Jay P. Hancock is an assistant lecturer that has an integral role within the STEM Lab. He believes that rather than simply integrating the science and math they should aim to teach the students how to one day include it in their own lesson plans.
“Our main goal is not so much to incorporate the STEM as it is to teach instructors how to incorporate the STEM,” said Hancock. “We are putting a lot of our emphasis on training instructors who will in turn be incorporating STEM into lessons with their students.”
Mckibben said that the current shortage of agricultural teachers will negatively impact the future. He stressed that a great number of teachers are in demand for high school vocational agriculture programs statewide. Leaders of the STEM project hope they can help relieve that demand and stimulate a continuing interest in agriculture for high school students.
Hancock said that the students they are teaching now will eventually become teachers themselves.
“Ultimately we have students of our students, we are training the trainers and it’s an outreach kind of thing,” Hancock said. “The trainers that we teach will prepare their students better to enter the workforce or higher education.”
As a former agricultural teacher, McKibben understands the impact teachers can have on high school students. He said that if they are able to produce a higher quality agricultural teacher some of the pressure for more teachers could be alleviated and more opportunities would be provided for the students.
In order to train higher quality teachers Hancock said students need to be better prepared in certain areas of science and math.
“There has been a deficit in what’s been done, not just here but across the state, especially in areas of ag-mechanics and horticulture,” Hancock said. “There’s really a need for more training that is not there and we are working on that.”
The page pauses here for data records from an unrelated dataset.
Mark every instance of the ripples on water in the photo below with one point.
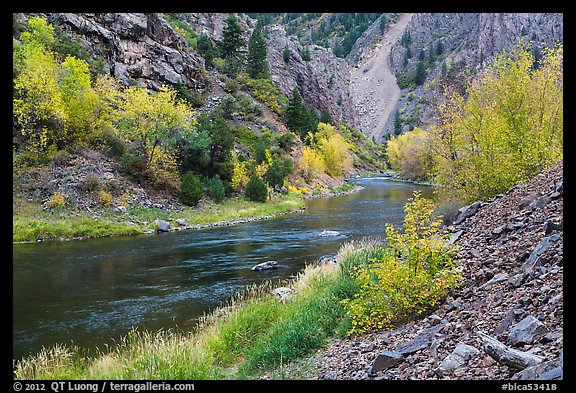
(92, 291)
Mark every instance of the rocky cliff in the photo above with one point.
(468, 42)
(138, 48)
(505, 321)
(324, 80)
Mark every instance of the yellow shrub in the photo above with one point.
(240, 175)
(58, 199)
(416, 271)
(298, 190)
(105, 198)
(311, 163)
(124, 200)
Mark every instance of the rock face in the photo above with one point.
(323, 80)
(509, 329)
(470, 41)
(138, 48)
(268, 265)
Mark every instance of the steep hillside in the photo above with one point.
(506, 319)
(374, 85)
(449, 47)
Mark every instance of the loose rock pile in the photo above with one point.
(504, 322)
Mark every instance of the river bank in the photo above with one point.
(32, 223)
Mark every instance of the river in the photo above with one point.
(88, 293)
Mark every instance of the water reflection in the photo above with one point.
(91, 291)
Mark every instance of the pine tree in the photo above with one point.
(286, 53)
(206, 48)
(420, 75)
(257, 60)
(397, 123)
(296, 114)
(232, 44)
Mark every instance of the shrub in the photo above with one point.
(91, 183)
(256, 189)
(133, 165)
(191, 190)
(311, 163)
(275, 175)
(58, 199)
(414, 272)
(105, 198)
(240, 176)
(285, 141)
(215, 189)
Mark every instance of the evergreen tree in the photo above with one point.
(439, 48)
(232, 44)
(325, 117)
(256, 189)
(207, 49)
(397, 123)
(383, 22)
(296, 116)
(306, 54)
(257, 60)
(286, 53)
(420, 75)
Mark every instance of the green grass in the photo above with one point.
(31, 223)
(248, 337)
(252, 336)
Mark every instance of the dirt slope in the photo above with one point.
(373, 85)
(512, 256)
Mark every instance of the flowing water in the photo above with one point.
(91, 292)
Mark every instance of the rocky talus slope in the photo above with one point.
(505, 321)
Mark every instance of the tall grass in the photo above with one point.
(30, 223)
(251, 336)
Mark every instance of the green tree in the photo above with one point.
(296, 114)
(507, 128)
(439, 48)
(215, 189)
(306, 53)
(397, 123)
(275, 175)
(383, 23)
(286, 53)
(152, 119)
(256, 189)
(257, 61)
(232, 45)
(206, 48)
(191, 189)
(420, 74)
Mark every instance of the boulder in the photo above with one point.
(385, 360)
(421, 341)
(507, 356)
(458, 358)
(284, 294)
(327, 233)
(268, 265)
(327, 259)
(181, 222)
(550, 370)
(162, 226)
(527, 331)
(468, 211)
(540, 248)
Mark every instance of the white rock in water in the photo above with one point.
(265, 266)
(329, 233)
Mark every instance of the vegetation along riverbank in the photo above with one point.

Hancock said that their audience is not limited to just current students. They hope to reach practicing teachers who are already out in the field and others in related areas who might need the same type of training.
The agricultural science students are currently being trained in a WWII commissary building on Riverside campus, which is located almost 12 miles from the main Texas A&M campus. Due to the condition and location of the current facility, the ALEC department has undertaken the project of building a new state-of-the-art laboratory. The new 20,000-square-foot Agricultural STEM integration lab will be located close to the current AgriLife Complex on West Campus.
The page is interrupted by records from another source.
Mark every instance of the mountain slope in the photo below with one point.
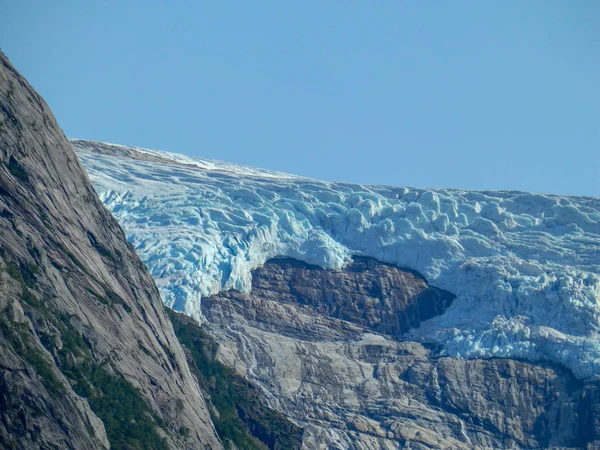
(524, 267)
(88, 356)
(312, 292)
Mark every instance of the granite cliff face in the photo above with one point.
(327, 349)
(88, 356)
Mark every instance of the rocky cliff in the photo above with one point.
(327, 349)
(88, 357)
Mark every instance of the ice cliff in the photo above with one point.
(524, 267)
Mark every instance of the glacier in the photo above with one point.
(524, 267)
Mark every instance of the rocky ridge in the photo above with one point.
(88, 356)
(326, 355)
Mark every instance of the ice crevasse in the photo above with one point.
(524, 267)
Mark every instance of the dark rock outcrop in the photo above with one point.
(354, 384)
(366, 292)
(88, 356)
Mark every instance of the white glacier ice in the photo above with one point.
(524, 267)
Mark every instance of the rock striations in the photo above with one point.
(88, 357)
(357, 384)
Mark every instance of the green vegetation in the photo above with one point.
(20, 339)
(129, 422)
(238, 404)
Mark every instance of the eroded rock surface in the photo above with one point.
(80, 313)
(354, 384)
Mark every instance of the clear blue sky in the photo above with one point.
(468, 94)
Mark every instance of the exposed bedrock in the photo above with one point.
(88, 356)
(325, 348)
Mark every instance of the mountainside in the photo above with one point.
(88, 356)
(523, 267)
(359, 311)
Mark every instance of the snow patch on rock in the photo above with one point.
(524, 267)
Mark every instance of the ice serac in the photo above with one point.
(524, 267)
(88, 357)
(353, 388)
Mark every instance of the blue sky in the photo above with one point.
(466, 94)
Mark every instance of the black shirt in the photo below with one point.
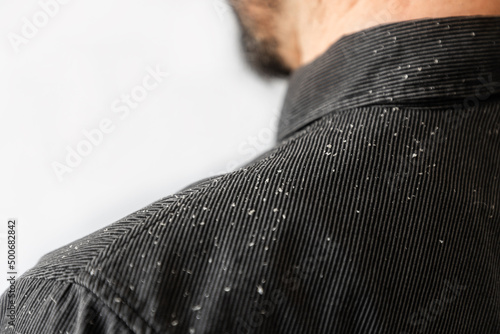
(377, 211)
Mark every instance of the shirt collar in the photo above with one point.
(422, 63)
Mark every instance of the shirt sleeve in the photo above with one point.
(51, 306)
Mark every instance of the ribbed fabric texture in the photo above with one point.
(376, 212)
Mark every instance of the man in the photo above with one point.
(376, 212)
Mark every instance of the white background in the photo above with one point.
(209, 116)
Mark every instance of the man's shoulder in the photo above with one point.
(83, 255)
“We envision that once we get it in place we’ll have folks from all around the university wanting to come use the facility,” Hancock said.
Rather than simply waiting around for a new facility the STEM lab leaders have already begun the process of expanding the program by bringing in new equipment. Hancock said that they are trying to create a model of what STEM lab leaders believe agriculture departments could be.
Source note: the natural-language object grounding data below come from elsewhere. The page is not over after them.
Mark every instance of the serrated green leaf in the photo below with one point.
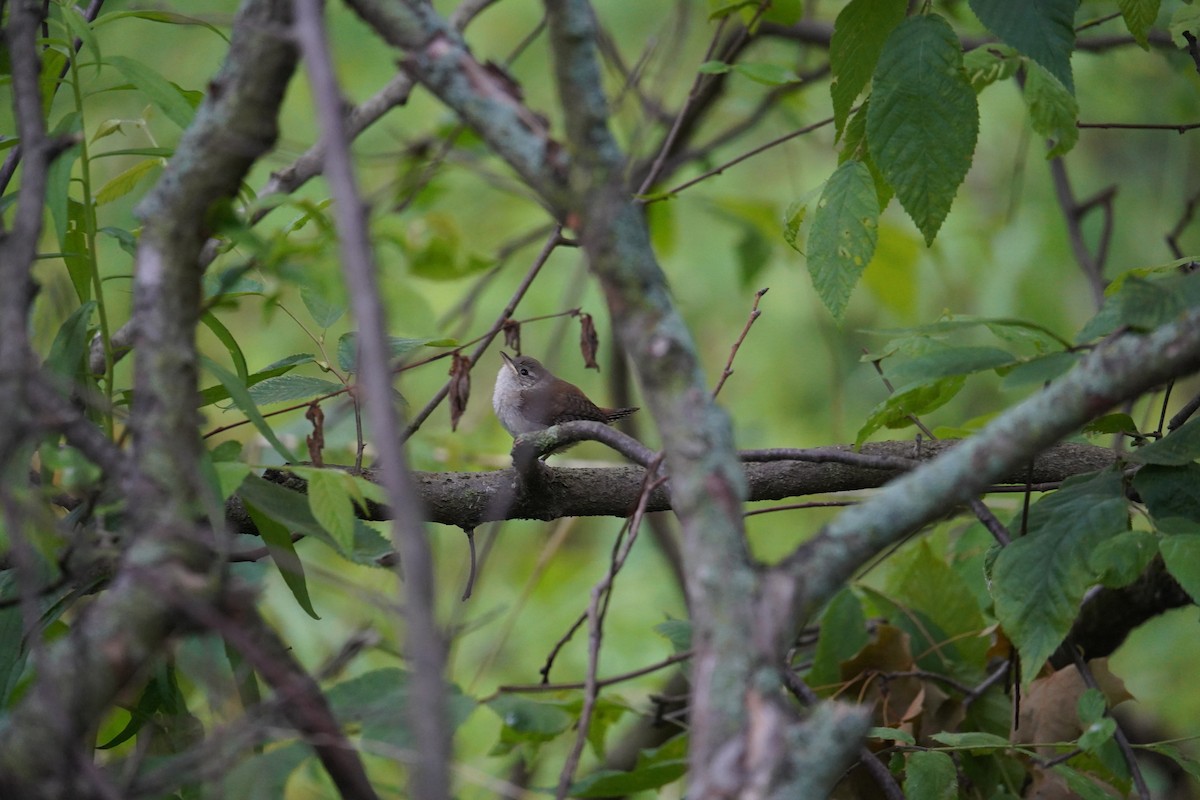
(1170, 491)
(1181, 554)
(943, 362)
(1053, 110)
(125, 182)
(990, 64)
(923, 583)
(1139, 16)
(283, 554)
(161, 92)
(858, 36)
(291, 389)
(853, 146)
(931, 776)
(1176, 449)
(71, 343)
(917, 400)
(923, 120)
(843, 635)
(1122, 559)
(845, 229)
(1039, 579)
(972, 740)
(1043, 30)
(1185, 19)
(330, 503)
“It’s not just a facility and it’s not just equipment,” Hancock said. “It is facility, equipment and staff—it’s a whole picture.”
The STEM lab is helping to give context to science and mathematics that will help future agricultural teachers inspire high school students to engage in agriculture. According to McKibben this results in generations of success within the agriculture industry.
“At some point there was a catalyst,” he said referring to previous generations. “Something changed. One member of the family changed in a positive way.”
McKibben strongly believes producing better agricultural teachers will result in more “catalyst” students who will pave the way for a successful future in agriculture.